In the 6/7 range, I play similar: I raise with A-A, A-K, K-K, Q-Q, 3-3, 2-2, A-Q, A-K, K-K, Q-Q, 3-3, 2-2, A-Q, A-K, K-K, Q-Q. Usually I will not re-raise until the final 2 players are gone unless I am first in because if I don’t I usually end up in a blind fold when the blinds raise.

In the 5/10 range, I play similar again. I raise with A-A, A-K, K-K, Q-Q, 3-3, 2-2, A-Q, A-K, K-K, Q-Q, 3-3, 2-2, A-Q, A-K, K-K, Q-Q. Basically, you are just playing your hand the same as you would in the 10s or hands above.

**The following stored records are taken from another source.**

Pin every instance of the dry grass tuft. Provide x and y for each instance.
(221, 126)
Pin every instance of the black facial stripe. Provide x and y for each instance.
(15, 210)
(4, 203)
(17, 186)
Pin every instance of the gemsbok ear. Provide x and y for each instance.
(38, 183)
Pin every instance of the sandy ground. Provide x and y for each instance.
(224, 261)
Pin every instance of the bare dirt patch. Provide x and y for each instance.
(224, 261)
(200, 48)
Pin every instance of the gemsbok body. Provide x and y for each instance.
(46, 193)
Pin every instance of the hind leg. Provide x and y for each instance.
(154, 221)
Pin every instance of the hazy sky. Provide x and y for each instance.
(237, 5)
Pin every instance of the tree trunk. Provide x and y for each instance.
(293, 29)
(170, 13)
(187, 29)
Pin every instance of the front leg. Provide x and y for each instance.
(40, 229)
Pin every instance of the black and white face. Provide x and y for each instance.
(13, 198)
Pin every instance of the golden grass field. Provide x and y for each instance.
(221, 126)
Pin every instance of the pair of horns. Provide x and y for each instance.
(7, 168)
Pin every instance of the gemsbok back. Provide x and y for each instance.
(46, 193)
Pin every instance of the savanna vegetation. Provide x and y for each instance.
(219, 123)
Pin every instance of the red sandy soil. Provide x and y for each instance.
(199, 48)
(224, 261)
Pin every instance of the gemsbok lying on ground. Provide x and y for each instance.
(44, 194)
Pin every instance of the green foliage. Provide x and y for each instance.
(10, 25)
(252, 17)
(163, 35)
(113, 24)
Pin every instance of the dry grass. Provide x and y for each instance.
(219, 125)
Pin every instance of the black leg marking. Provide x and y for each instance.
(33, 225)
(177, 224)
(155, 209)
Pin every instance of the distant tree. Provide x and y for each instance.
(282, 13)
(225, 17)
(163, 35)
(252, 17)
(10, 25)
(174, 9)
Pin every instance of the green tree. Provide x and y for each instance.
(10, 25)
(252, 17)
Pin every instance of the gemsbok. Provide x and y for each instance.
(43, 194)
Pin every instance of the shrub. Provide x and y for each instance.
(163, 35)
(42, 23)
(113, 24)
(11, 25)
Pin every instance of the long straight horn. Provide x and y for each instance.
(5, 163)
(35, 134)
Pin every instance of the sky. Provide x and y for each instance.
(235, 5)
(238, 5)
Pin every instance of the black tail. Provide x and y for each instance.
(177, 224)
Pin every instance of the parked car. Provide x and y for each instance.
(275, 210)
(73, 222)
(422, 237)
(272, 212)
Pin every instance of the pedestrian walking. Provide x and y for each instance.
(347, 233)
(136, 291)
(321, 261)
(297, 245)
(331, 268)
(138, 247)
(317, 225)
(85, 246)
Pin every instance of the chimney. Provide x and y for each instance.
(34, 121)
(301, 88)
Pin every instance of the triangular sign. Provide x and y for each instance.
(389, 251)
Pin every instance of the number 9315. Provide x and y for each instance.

In the 40/49 range, you are waiting for pocket Aces, so if you see one get dealt to you, you raise with a wide range of hands. Now, some people will fold that pocket pair if they see a raise, but if you have it and someone raises in front of them, be willing to call 4 bet pots with any pocket pair. Do not call 3 bet pots with small pocket pairs. You want to see a flop with as few players in the pot as possible.

In the 50s/100s of the MPO777 tournament, I play similar. I always wait for a pocket pair to open the pot. If someone pre-flop goes all-in, I generally will call because I am generally a small stack in these situations. That being said, if you hit your set and get called or re-raised, I like to get out a 8 or 9 myself since you are probably stuck with it. You may say that since you are a set player, you should put the pressure on the other player by following the strategy of limping into the pot. If you limp into a pot with 8-6 and if an early position player raises in front of you, you are not going to win a ton of chips that early. However, if you hit your set and make a bigger raise to about 4 times the blind, you might scare away the hands that you would normally raise with. You want your opponents to think you are really strong before they start calling bigger raises, so if they limp into the pot, the first thing that you should do is look at the flop.